# Tetraploidy?? ... *UPDATE* Found answers!



## Emily7287

Hello all,
It's been a while since I've posted anything on here. I went through my second D&C in 8 months a couple of weeks ago. I had the tissue sent off and my results just came back in yesterday. The doctor told me that instead of the egg having 23 chromosomes, it had 92 (4 times as many). She said this was called tetraploidy. We don't know if that's what happened with my first miscarriage, but I was just wondering if any one else had gone through this. I will have a Habitual Aborter Panel done (blood work, sonohistogramm, etc.) and then we will be referred to a genetic counselor. 

Any experience with this would be greatly appreciated. TIA!


----------



## mayasol

While I don't have experience with this, I didn't want to read and leave. I am very sorry for your losses, and I hope you find the answers that you need.


----------



## FeistyMom

:hugs: I am not familiar with tetrapoidy, but wanted to share condolences for your loss and send :hugs: your way.


----------



## Caezzybe

I'm so sorry to hear about your lost babies, but glad that things are moving forward with investigations. Even after 2 miscarriages, it's still possible that you could have had 2 random occurences happen and that your next pregnancy could be absolutely fine.

Most miscarriages are caused by genetic problems that are completely coincidental, I've had 2 miscarriages myself and this was probably the case for me.

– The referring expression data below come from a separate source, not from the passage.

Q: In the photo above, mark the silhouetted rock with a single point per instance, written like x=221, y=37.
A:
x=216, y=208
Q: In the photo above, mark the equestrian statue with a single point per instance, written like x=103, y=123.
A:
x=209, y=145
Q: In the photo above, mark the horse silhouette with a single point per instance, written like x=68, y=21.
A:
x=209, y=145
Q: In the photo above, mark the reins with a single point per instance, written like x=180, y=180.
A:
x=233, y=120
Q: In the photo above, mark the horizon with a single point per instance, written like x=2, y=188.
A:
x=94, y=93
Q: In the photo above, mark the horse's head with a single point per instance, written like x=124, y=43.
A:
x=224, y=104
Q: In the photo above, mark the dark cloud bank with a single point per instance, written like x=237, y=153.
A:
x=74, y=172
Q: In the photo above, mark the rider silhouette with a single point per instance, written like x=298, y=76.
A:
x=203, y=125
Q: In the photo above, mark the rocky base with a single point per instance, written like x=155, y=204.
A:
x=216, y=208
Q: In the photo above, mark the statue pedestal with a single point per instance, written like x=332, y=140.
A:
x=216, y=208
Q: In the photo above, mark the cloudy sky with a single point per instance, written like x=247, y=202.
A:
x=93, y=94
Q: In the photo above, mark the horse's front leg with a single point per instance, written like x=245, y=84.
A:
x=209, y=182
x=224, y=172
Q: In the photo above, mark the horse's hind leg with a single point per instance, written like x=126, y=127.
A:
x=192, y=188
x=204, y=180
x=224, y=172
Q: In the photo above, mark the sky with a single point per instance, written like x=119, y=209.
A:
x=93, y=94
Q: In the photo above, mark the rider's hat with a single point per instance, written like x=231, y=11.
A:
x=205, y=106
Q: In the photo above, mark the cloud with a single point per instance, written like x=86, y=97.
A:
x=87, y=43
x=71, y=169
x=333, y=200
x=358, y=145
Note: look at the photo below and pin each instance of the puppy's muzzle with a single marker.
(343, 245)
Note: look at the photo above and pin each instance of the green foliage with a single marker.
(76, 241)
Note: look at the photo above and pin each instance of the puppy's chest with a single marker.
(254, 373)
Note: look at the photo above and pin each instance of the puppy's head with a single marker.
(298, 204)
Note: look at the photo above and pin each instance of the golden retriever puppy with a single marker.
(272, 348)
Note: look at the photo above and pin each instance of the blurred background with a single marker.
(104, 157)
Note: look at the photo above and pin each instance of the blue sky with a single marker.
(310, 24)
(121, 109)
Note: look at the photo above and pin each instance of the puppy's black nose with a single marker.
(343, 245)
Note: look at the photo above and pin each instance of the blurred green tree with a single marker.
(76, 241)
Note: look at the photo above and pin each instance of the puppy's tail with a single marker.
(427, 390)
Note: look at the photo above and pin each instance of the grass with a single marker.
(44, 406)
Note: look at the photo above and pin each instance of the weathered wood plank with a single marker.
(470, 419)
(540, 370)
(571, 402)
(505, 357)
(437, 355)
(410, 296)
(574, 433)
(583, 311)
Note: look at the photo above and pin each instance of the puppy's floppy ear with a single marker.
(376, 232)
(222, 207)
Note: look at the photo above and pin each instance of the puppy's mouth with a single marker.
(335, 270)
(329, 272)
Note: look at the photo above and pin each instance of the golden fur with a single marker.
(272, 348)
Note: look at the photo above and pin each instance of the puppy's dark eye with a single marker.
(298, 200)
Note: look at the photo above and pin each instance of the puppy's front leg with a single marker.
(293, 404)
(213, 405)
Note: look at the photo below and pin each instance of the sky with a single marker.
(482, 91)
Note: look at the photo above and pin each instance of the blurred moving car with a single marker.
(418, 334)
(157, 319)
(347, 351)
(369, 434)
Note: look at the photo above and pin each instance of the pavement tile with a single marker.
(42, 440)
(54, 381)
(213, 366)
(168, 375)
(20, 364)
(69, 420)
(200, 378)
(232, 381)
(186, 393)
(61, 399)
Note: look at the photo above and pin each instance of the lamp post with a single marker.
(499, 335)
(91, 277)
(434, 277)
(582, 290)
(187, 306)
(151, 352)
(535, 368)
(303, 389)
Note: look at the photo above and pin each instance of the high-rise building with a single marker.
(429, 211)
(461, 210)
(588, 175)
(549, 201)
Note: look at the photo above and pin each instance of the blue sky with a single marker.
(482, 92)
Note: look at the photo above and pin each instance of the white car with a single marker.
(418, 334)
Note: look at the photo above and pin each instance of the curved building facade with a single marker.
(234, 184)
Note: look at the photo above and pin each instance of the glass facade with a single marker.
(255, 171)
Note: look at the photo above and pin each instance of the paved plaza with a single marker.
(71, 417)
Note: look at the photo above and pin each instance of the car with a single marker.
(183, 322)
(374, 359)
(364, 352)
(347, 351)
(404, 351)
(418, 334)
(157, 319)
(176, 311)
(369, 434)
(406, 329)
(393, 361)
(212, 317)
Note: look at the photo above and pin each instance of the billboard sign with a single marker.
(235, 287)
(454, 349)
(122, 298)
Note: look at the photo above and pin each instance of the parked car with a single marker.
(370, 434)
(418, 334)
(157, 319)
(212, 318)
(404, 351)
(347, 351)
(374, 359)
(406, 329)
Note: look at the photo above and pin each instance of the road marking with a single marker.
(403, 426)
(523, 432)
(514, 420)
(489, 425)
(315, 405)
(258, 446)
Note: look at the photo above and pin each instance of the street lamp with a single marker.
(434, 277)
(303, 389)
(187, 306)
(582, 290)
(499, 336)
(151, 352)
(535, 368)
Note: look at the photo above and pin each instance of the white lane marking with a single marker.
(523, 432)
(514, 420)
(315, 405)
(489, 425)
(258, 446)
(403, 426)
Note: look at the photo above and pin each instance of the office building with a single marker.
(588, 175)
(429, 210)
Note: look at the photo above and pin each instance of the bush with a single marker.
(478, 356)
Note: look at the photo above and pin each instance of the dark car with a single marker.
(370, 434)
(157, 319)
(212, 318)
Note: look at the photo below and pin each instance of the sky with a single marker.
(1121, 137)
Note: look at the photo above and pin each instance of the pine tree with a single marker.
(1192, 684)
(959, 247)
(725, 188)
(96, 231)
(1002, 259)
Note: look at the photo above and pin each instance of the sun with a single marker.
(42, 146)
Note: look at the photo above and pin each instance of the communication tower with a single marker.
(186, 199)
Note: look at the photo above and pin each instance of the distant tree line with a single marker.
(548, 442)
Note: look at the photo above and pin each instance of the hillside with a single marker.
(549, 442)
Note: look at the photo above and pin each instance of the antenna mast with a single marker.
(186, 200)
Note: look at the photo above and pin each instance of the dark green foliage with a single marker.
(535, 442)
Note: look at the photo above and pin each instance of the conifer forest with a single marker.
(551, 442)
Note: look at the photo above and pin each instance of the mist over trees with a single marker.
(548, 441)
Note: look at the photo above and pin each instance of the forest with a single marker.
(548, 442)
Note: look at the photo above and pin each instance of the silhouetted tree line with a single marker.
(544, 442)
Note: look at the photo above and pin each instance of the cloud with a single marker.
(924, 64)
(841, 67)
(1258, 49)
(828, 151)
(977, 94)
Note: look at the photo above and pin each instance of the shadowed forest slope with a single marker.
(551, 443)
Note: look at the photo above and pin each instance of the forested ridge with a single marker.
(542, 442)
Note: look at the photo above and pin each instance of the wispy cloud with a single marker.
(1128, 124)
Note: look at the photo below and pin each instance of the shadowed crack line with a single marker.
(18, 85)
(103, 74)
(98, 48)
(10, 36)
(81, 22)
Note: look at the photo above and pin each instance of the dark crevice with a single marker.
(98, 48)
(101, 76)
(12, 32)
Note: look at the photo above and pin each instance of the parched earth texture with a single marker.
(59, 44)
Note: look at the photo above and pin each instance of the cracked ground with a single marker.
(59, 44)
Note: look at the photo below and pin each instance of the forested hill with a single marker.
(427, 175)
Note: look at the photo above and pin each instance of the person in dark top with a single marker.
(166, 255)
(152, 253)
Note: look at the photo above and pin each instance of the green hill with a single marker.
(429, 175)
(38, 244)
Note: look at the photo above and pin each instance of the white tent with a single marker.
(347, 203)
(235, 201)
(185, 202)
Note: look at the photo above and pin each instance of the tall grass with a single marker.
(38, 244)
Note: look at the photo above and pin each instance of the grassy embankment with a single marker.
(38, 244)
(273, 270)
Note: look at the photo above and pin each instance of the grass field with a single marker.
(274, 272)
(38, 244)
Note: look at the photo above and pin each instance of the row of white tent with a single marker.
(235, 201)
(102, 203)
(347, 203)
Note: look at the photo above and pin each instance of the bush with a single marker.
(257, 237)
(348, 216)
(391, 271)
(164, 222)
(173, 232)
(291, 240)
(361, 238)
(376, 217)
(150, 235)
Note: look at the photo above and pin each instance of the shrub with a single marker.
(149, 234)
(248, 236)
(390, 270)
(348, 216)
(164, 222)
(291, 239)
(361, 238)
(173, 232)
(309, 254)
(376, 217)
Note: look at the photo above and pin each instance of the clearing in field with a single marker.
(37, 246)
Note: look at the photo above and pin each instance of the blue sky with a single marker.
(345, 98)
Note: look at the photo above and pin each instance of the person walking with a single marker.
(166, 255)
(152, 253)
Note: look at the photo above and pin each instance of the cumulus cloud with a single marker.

I also have a son with Down Syndrome (trisomy 21) but this was apparently non-hereditary. 

I haven't heard of anyone else mentioning tetraploidy, but do remember another lady on here saying that she had lost a baby because of triploidy (3 copies of every chromosome).

After my last miscarriage (in January) I found it a big help reading Marilyn Glenville's book "Natural Solutions to Infertility" as the facts and figures in there are clear and straightforward. I also tried her advice about dietary supplements and went on to have (as far as I know) a normal healthy pregnancy, conceiving just over a month after losing the last baby. I'm not saying it's the supplements that did the trick, but they won't have done any harm!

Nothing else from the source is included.